FIG. 1 is a sectional view of a memory cell portion of a semiconductor memory device according to a first embodiment of the present invention.

FIG. 2 is a plan view of a memory cell portion of the semiconductor memory device of the embodiment of FIG.

FIG. 3 is a circuit diagram showing a configuration of a memory cell of an embodiment of the present invention and a general resistance load type semiconductor memory device.

FIG. 4 is a sectional view of a memory cell portion of a semiconductor memory device according to a second embodiment of the present invention.

FIG. 5 is a plan view of a memory cell portion of a conventional semiconductor memory device.

6 is a VI-VI sectional view in the memory cell portion of FIG. 5;

FIG. 7 is a cross-sectional view of a memory cell portion of a known semiconductor memory device.

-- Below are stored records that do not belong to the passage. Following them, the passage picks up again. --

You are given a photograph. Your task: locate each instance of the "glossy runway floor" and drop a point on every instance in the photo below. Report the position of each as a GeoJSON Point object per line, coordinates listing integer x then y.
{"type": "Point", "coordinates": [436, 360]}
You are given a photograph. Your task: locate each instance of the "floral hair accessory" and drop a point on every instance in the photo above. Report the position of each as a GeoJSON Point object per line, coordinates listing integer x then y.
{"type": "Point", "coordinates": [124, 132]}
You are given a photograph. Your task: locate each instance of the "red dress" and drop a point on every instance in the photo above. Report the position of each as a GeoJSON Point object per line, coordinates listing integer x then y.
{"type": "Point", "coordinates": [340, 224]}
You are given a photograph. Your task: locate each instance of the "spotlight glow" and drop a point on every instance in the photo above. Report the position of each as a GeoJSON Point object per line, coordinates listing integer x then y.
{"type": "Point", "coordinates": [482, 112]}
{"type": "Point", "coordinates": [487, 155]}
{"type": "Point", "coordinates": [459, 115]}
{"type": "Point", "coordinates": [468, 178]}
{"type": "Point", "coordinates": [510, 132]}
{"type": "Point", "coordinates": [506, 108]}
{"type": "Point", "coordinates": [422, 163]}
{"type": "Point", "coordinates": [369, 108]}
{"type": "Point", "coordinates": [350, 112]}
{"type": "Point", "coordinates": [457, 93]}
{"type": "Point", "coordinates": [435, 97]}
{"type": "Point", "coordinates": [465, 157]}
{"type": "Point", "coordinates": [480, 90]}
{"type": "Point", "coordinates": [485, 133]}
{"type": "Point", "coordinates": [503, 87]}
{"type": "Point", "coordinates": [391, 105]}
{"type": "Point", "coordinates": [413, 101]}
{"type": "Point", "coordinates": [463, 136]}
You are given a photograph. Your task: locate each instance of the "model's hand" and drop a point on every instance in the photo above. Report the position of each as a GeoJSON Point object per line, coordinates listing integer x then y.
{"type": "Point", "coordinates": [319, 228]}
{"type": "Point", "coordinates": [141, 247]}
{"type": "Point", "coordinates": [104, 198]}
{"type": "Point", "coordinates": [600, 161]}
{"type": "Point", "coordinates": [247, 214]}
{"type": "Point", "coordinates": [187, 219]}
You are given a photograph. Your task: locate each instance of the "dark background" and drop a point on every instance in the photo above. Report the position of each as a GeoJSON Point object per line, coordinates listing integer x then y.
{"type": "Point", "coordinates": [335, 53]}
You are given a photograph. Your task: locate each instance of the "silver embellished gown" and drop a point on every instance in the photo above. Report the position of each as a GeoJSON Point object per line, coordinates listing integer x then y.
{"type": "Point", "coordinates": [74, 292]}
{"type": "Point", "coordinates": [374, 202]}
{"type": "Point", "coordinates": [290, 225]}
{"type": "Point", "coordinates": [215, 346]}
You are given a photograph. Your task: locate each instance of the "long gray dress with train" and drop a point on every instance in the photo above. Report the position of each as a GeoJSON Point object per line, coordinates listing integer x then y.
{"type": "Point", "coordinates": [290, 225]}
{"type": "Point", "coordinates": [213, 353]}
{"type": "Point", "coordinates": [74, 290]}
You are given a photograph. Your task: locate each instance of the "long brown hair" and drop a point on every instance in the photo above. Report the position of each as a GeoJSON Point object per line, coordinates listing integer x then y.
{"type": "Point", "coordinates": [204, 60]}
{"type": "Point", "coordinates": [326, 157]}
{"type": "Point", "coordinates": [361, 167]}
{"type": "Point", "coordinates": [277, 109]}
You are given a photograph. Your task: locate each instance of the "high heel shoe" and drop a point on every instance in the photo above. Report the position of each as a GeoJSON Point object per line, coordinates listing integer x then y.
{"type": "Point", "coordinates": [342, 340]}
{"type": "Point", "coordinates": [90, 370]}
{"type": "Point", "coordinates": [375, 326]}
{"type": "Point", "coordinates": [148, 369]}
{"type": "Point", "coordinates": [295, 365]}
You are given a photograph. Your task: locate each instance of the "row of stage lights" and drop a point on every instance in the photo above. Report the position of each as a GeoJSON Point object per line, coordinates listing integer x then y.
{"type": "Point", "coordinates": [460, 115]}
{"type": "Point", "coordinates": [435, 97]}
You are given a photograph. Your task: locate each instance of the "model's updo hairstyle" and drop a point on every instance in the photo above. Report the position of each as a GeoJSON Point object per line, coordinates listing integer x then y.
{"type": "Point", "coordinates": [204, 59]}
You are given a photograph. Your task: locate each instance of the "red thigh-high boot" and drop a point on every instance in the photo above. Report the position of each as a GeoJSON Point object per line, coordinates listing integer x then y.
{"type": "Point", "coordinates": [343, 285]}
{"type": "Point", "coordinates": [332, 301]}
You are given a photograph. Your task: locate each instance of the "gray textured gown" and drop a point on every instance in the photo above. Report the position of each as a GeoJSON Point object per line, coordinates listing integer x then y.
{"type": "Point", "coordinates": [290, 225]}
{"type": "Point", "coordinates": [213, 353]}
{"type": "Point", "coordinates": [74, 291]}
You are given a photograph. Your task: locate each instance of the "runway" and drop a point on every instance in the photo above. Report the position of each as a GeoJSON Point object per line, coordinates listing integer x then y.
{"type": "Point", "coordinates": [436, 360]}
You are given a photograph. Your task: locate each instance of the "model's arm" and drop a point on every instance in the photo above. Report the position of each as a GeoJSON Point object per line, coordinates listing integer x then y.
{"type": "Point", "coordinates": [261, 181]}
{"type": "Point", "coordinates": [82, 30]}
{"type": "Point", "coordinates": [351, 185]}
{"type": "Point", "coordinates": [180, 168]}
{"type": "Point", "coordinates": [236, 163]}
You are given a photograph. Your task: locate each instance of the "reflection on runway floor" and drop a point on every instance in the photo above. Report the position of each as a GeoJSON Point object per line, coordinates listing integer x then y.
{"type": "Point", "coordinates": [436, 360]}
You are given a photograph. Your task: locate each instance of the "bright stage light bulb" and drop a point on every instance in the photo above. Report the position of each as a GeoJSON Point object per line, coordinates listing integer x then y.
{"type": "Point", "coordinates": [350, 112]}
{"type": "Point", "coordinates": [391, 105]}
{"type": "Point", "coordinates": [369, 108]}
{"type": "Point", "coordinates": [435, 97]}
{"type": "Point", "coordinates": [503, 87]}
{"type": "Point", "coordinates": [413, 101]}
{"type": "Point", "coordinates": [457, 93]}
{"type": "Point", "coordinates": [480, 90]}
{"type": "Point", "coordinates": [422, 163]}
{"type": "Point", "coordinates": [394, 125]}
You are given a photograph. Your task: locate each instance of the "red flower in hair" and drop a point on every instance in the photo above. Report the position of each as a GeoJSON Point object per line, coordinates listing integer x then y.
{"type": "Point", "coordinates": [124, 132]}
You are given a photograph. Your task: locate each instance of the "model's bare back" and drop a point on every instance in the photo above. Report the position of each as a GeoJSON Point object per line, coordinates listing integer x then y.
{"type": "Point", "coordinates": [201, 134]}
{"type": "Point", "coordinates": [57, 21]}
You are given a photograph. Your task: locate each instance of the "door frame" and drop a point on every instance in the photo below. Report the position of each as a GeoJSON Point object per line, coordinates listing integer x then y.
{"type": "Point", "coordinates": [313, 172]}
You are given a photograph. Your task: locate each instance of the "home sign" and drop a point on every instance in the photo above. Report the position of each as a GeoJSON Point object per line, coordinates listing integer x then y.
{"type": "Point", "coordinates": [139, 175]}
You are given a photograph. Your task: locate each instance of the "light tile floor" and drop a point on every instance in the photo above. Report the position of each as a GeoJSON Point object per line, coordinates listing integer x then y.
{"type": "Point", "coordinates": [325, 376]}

FIG. 8 is a circuit diagram showing a configuration of a memory cell portion of FIG.

[Explanation of symbols]

 Q1 to Q4 Transistors R, R1, R2 High resistance load element 1 Semiconductor substrate 2 Locos oxide film 3 to 5 Gate oxide film 6 to 8 Gate electrode 9 Drain of first transistor Q1 10 12 Source 13 First insulating layer 14 High resistance load element 15 Second insulating layer 16 Contact hole 17 Barrier metal 18 Tungsten embedded layer 19 Aluminum wiring

Claims (5)

(57) [Claims] 1. A static semiconductor memory device comprising, in one memory cell, four transistors formed on a semiconductor substrate and two resistance load elements formed on the transistors, wherein the first transistor Of the diffusion layer, a gate electrode of the second transistor formed on the gate oxide film covering a part of the diffusion layer, and a first insulating layer formed on the first insulating layer covering the gate electrode. A semiconductor memory device, comprising: a first contact for collectively connecting one end of the resistive load element within a contact hole for the diffusion layer. 2. The semiconductor memory device according to claim 1, wherein the first contact is formed as a buried layer of tungsten. 3. The semiconductor according to claim 1, wherein an upper end of the first contact is connected to a wiring layer formed on a second insulating layer that covers the resistance load element. Storage device. 4. The semiconductor memory device according to claim 3, further comprising a second contact that connects the wiring layer and a diffusion layer of the third transistor. 5. The semiconductor memory device according to claim 1, wherein the gate electrode is connected to a diffusion layer of the third transistor.